Take, for example, the received assumption that Europe's birth rate is falling and its population shrinking, year by year. Things are more complex than that. In the EU as a whole (that is, most of Europe, the major exceptions being Russia, Ukraine and Belarus) population is growing, not declining. Indeed, the latest projections take the EU population from 507 million today to a peak of 525 million by mid-century. The biggest factor affecting that change is migration, without which projections would point to decline (and for the foreseeable future, a Europe without migration is a bit of a fantasy).
But even without migration, those projections probably understate the future recovery of the birth rate in Europe. For some years now, birth rates in most European countries have been increasing, not declining. Throughout the Continent, women and men keep saying that they want on average at least two children. True, they have been saying so for the past 40 years, but the effect is now being felt in north-western Europe (including France, the Nordic countries and the UK), where birth rates are relatively close to the level needed to replace the population in the long run (equivalent to just under 2.1 children per woman).
The difference is in large part thanks to a cultural shift - with changes in public policy to match. Women today are better able to balance raising children with their desire for higher education and a career. A generation ago, as women gained access to education and employment on the same terms as men, having babies was inevitably postponed and birth rates declined. But this is being corrected through greater equality between the sexes, which is breaking down traditional domestic gender roles (albeit slowly and unevenly), leaving women better able to manage a family and a career.
The good news is that these relatively high birth rates mean an ageing population should be manageable, with some painful adjustments. Yet these adjustments are already being made, as we leave behind the obsolete notion that old age starts at 65, and now that a longer lifespan is matched with the later entitlement to pensions. Of course, rapid population growth in countries such as Britain leads to other worries: about integration, housing, infrastructure and unreformed public services.
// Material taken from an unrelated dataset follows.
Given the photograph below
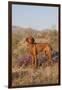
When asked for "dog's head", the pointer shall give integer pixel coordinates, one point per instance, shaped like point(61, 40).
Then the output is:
point(30, 40)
Western countries enjoy many less tangible - but still vital - advantages over rivals in the developing world. For us, economic and social inequality is relatively modest. This helps to preserve a democratic consensus and political stability. Welfare and the rule of law, the security of property and contracts are well established. For the most part, the secular societies of the West are based ideally on notions of equal citizenship and mutual civic obligation, not on a narrow focus on duty and entitlement based on kinship or faith. A rich civil society of connections independent of the state flourishes.
Despite their enormous size and staggering economic prowess, emerging superpowers may not be ruling the world any time soon. Certainly their growing military might is amply demonstrated by their space and missile programmes, their growing defence budgets, their acquisition of the outward signs of projected power in the form, for example, of aircraft carriers. Yet they face obstacles unlike those that affect the West, or which the West has left behind.
Some of these obstacles are demographic, others more cultural or institutional, yet others are climatic. India's growing population, soon to become the biggest in the world, faces problems of resource sustainability - water, food, raw materials - made worse by its vulnerability to climate change. China also faces resource and climate problems and, with India, ranks as the worst-polluted country on Earth, which creates a significant burden on health and is a source of public unrest.
As in most predominantly agricultural societies, inequality remains very high. India's brilliant technicians send probes to Mars, but 28 per cent of the country's children attending day-care centres are malnourished and underweight - 50 per cent in the state of Bihar. The country's extraordinary democracy may function well, but Hindu nationalism and corruption are stirring public unrest.
China, meanwhile, risks falling into a low-fertility trap. Contrary to what many have said, it seems that there will be no rebound of the birth rate, even if the one-child policy were to be abandoned. In urban China, couples prefer one child and tend to only have one even when allowed two - a preference reinforced by urban conditions and cramped housing. China already faces severe levels of population ageing; continued low fertility would perpetuate it. Unlike the West, China risks becoming old before it becomes rich; others following in its footsteps risk doing likewise.
Change came slowly in Western countries; demographic maturity and economic modernisation proceeded hand in hand. But in some emerging economies, economic growth has raced ahead of social change. There, traditional patriarchal cultures typical of agricultural societies persist, as misfits, into the modern world. Sexes remain unequal, women retain responsibility for children, family and household, while outside the home they only very slowly approach equality with men. That can depress fertility rates to very low levels. Indeed, it is still a problem in southern Europe and the industrial countries of East Asia, such as Japan, Korea and Taiwan.
Worse, many emerging economies are not truly democratic and do not enjoy developed justice systems, security of property or civil society. Unlike the Soviet Union, the Chinese communist system has sustained autocracy through growing prosperity. But political stability and development is threatened by pervasive corruption. Generally, the countries of the Global South face potentially more severe effects from global climate change than those of the Global North.
Before we get carried away and trumpet our own continued triumph too loudly, we must be careful not to invent a "Death of the Rest" myth to replace the "Death of the West". No doubt many of the developing world's problems will be overcome. Autocratic governments retain some advantages in problem-solving and the creativity of many societies outside Europe is remarkable. But we need to pause, take stock, and take heart that, for demographic and broader reasons, the future balance between the "West and the Rest" is likely to be more nuanced, less sensational, less ruinous to the West, than we have been led to believe.